Centricular

Expertise, Straight from the Source



« Back

Devlog

Posts tagged with #audio

Icecast is a Free and Open Source multimedia streaming server, primarily used for audio and radio streaming over HTTP(S).

In GStreamer you can send an audio stream to such a server with the shout2send sink element based on libshout2.

This works perfectly fine, but has one limitation: it does not support the AAC audio codec, which for some use cases and target systems is the preferred audio codec. This is because libshout2 does not support it and will not support it, at least not officially upstream.

Some streaming servers such as the Rocket Streaming Audio Server (RSAS) do support this though, and as such it would be nice to be able to send streams to them in AAC format as well.

Enter icecastsink, which is a new sink element written in Rust to send audio to an Icecast server.

It supports sending AAC audio in addition to Ogg/Vorbis, Ogg/Opus, FLAC and MP3, and also has support for automatic re-connect in case the server kicks off the client, which might happen if the client doesn't send data for a while.

Give it a spin and let us know how it goes!

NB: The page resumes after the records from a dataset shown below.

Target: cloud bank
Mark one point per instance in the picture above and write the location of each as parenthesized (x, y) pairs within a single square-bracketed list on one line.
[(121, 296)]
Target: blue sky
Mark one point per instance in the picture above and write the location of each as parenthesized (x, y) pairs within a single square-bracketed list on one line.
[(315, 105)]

Audio source separation describes the process of splitting an already mixed audio stream into its individual, logical sources. For example, splitting a song into separate streams for its individual instruments and vocals. This can be used for example for karaoke, music practice, or isolating the speaker from background noise for easier understanding by humans or improving results of speech-to-text processing.

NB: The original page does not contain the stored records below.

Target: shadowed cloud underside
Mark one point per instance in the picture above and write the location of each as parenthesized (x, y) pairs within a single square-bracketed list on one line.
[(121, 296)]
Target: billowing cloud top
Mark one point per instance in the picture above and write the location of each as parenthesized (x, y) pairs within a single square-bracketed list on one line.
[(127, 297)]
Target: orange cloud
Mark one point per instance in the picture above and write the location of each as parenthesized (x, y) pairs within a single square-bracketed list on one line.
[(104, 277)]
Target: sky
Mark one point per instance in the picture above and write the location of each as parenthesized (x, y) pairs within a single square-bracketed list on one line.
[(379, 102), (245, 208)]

Starting with GStreamer 1.28.0 an element for this purpose will be included. It is based on the Python/pytorch implementation of demucs and comes with various pre-trained models with different performance and accuracy characteristics, as well as which different sets of sources they can separate. CPU-based processing is generally multiple times real-time on modern CPUs (around 8x on mine) but GPU-based processing via pytorch is also possible.

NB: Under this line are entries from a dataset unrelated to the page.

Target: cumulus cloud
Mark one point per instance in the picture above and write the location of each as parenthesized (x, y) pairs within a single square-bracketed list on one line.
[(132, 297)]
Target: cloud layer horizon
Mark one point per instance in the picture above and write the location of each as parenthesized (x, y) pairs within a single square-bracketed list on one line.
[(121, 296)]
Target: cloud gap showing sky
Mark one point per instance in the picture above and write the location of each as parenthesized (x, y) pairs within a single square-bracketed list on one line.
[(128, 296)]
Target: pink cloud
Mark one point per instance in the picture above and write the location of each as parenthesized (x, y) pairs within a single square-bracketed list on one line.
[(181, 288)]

The element itself is part of the GStreamer Rust plugins and can either run demucs locally in-process using an embedded Python interpreter via pyo3, or via a small Python service over WebSockets that can run either locally or remotely (e.g. for thin clients). The used model, and chunk size and overlap between chunks can be configured. Chunk size and overlap provide control over the introduced latency (lower values give lower latency) and quality (higher values give better quality).

The separate sources are provided on individual source pads of the element and it effectively behaves like a demuxer. A pipeline for karaoke would for example look as follows:

gst-launch-1.0 uridecodebin uri=file:///path/to/music/file ! audioconvert ! tee name=t ! \
  queue max-size-time=0 max-size-bytes=0 max-size-buffers=2 ! demucs name=demucs model-name=htdemucs \
  demucs.src_vocals ! queue ! audioamplify amplification=-1 ! mixer.sink_0 \
  t. ! queue max-size-time=9000000000 max-size-bytes=0 max-size-buffers=0 ! mixer.sink_1 \
  audiomixer name=mixer ! audioconvert ! autoaudiosink

This takes an URI to a music file, passes that through the demucs element for extracting the vocals, then takes the original input via a tee and subtracts the vocals from it by first inverting all samples of the vocals stream with the audioamplify element and then mixing it with the original input with an audiomixer.

I also did a lightning talk about this at the GStreamer conference this year.



Over the past few years, we've been slowly working on improving the platform-specific plugins for Windows, macOS, iOS, and Android, and making them work as well as the equivalent plugins on Linux. In this episode, we will look at audio device switching in the source and sink elements on macOS and Windows.

On Linux, if you're using the PulseAudio elements (both with the PulseAudio daemon and PipeWire), you get perfect device switching: quick, seamless, easy, and reliable. Simply set the device property whenever you want and you're off to the races. If the device gets unplugged, the pipeline will continue, and you will get notified of the unplug via the GST_MESSAGE_DEVICE_REMOVED bus message from GstDeviceMonitor so you can change the device.

As of a few weeks ago, the Windows Audio plugin wasapi2 implements the same behaviour. All you have to do is set the device property to whatever device you want (fetched using the GstDeviceMonitor API), at any time.

A merge request is open for adding the same feature to the macOS audio plugin, and is expected to be merged soon.

For graceful error handling, such as accidental device unplug or other unexpected errors, there's a new continue-on-error property. Setting that will cause the source to output silence after unplug, whereas the sink will simply discard the buffers. An element warning will be emitted to notify the app (alongside the GST_MESSAGE_DEVICE_REMOVED bus message if there was a hardware unplug), and the app can switch the device by setting the device property.

Thanks to Seungha and Piotr for working on this!